Once again, the country of my birth is deep in political crisis.
Italy's Prime Minister, Romano Prodi, lost a vote of confidence on Thursday and the government fell. It was the 61st government since the end of the Second World War. If there's one certainty about the political system, it's that it's perpetually unstable. In this current crisis, Italian politicians realize the country faces substantive economic and political problems, and the divisions among the parties and government coalitions indicate that politicians are deeply divided about what to do. Consultations with Italy's president, the country's head of state, are continuing this weekend in an effort to plot a path forward.

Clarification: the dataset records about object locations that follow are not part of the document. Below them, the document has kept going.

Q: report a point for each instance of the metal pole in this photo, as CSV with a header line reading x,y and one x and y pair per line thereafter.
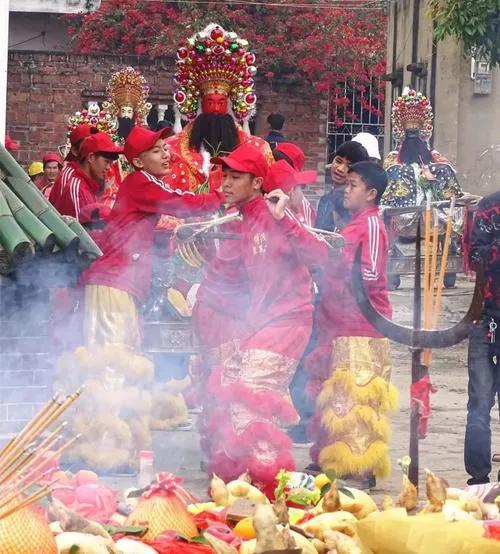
x,y
4,54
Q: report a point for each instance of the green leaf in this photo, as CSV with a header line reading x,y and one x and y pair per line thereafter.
x,y
325,489
283,477
331,474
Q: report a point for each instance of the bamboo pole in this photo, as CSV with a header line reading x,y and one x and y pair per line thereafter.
x,y
436,311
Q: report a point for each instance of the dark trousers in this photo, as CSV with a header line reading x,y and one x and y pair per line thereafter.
x,y
483,362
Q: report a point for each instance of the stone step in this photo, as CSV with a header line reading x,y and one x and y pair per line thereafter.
x,y
18,361
25,345
24,328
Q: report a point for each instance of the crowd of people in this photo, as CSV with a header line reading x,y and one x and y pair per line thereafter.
x,y
275,311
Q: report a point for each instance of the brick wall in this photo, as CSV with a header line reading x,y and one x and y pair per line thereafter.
x,y
45,88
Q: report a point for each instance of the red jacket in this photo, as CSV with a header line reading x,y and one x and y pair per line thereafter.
x,y
74,193
275,256
128,238
338,310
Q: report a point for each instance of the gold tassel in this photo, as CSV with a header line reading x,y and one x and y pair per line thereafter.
x,y
377,392
359,415
343,461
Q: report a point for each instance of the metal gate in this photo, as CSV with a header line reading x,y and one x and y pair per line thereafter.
x,y
362,119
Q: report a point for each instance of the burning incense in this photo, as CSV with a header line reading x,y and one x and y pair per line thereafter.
x,y
436,311
427,249
44,491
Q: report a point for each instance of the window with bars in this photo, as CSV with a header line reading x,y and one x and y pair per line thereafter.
x,y
353,109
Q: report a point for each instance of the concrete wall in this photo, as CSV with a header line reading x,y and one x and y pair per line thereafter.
x,y
467,126
42,32
52,6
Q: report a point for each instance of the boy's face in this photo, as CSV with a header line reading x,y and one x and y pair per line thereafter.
x,y
357,195
155,160
51,171
99,167
339,170
239,188
296,197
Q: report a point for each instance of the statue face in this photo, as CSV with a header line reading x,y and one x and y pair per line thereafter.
x,y
214,103
127,111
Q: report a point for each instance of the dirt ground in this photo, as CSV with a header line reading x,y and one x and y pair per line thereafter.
x,y
441,451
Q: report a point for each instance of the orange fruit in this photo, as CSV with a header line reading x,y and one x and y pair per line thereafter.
x,y
244,529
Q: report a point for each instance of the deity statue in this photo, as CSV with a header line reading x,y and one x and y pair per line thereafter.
x,y
216,96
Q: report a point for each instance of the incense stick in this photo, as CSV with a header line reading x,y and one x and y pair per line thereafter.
x,y
427,249
436,311
45,491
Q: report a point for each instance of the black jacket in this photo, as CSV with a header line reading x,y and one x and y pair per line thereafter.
x,y
332,215
484,253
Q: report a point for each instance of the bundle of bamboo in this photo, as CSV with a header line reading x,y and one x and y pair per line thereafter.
x,y
29,223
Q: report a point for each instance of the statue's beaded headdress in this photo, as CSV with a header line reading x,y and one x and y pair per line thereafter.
x,y
215,61
128,87
411,110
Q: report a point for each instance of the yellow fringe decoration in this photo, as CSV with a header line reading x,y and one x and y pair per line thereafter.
x,y
364,415
377,392
340,458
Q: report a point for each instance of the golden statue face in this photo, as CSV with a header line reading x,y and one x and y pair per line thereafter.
x,y
127,111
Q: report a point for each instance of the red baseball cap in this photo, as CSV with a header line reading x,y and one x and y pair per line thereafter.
x,y
80,132
99,142
281,175
141,140
245,159
52,157
293,153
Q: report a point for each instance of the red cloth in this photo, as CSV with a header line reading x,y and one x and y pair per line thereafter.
x,y
420,393
223,296
128,238
306,215
337,308
73,191
275,255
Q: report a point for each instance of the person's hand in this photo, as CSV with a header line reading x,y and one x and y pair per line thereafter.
x,y
277,201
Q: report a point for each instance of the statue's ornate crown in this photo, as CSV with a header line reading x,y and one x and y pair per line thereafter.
x,y
215,61
128,87
412,110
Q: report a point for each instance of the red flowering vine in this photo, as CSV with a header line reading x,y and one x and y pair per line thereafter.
x,y
326,46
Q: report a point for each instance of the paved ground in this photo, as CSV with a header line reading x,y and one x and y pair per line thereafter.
x,y
441,451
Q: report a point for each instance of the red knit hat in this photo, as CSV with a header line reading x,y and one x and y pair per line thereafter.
x,y
99,142
141,140
51,157
282,176
245,159
293,153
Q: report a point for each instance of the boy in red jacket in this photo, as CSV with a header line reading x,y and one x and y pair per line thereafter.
x,y
351,428
122,277
248,400
78,187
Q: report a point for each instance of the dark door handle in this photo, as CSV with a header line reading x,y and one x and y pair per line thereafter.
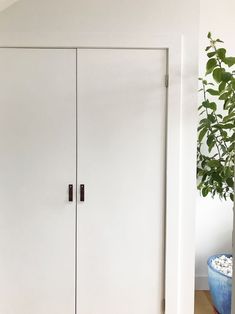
x,y
70,192
82,192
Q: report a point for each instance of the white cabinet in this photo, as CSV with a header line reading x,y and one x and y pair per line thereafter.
x,y
108,256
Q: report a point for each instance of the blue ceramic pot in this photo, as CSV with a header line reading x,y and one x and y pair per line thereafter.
x,y
220,287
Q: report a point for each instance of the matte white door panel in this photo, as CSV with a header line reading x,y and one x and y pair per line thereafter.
x,y
121,161
37,162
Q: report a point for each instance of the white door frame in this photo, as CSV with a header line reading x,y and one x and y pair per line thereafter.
x,y
173,46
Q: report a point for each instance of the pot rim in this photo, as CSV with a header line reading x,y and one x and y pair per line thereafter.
x,y
215,270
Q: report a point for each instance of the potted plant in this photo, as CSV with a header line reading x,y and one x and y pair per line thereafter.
x,y
216,153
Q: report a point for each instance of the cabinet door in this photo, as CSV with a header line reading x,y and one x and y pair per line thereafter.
x,y
37,163
121,162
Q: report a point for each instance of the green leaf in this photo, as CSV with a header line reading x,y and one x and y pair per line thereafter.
x,y
202,134
211,64
230,61
213,92
217,74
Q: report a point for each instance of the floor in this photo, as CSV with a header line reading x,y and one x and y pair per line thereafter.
x,y
203,304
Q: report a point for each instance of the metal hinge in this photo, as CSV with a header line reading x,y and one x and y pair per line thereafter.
x,y
167,80
163,305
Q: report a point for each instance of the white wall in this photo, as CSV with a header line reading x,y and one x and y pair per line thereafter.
x,y
61,22
214,217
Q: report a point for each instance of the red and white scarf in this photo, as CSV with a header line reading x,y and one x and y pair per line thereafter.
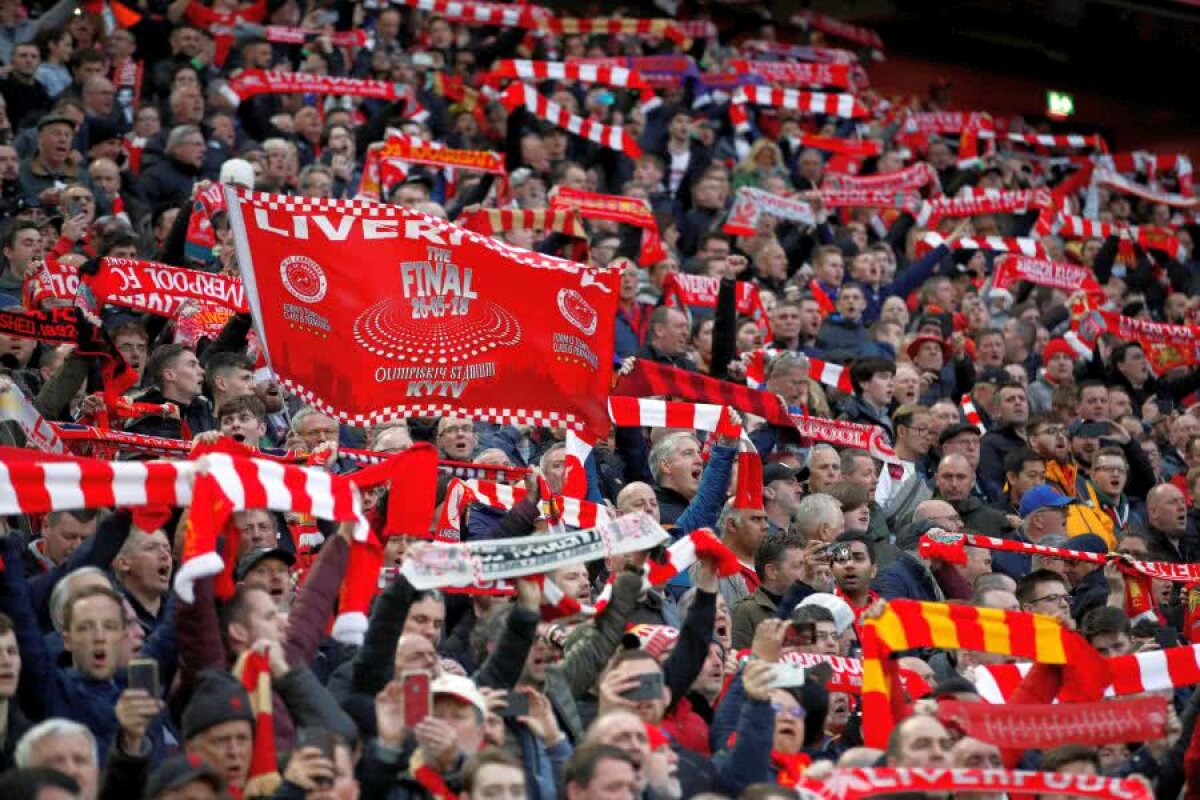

Another general election, or some type of caretaker government, are distinct possibilities.
Italy's image on the world stage has taken a beating since before Christmas, when piles of garbage started growing in the streets of Naples and the surrounding area. Garbage collectors went on strike when landfills reached capacity. Residents have supported the collectors, and are living with huge piles of unsanitary and malodorous refuse on city streets. They say the landfills have been used as dumping grounds for toxic waste, creating big health concerns, and want someone to clean up local administrations that have been influenced by mafia-controlled disposal companies.
The country desperately needs political reform, but with no single party able to hold a majority and no clear consensus, the political climate will remain turbulent for some time. Meanwhile, Italians get by on personal initiative and making the most of their connections.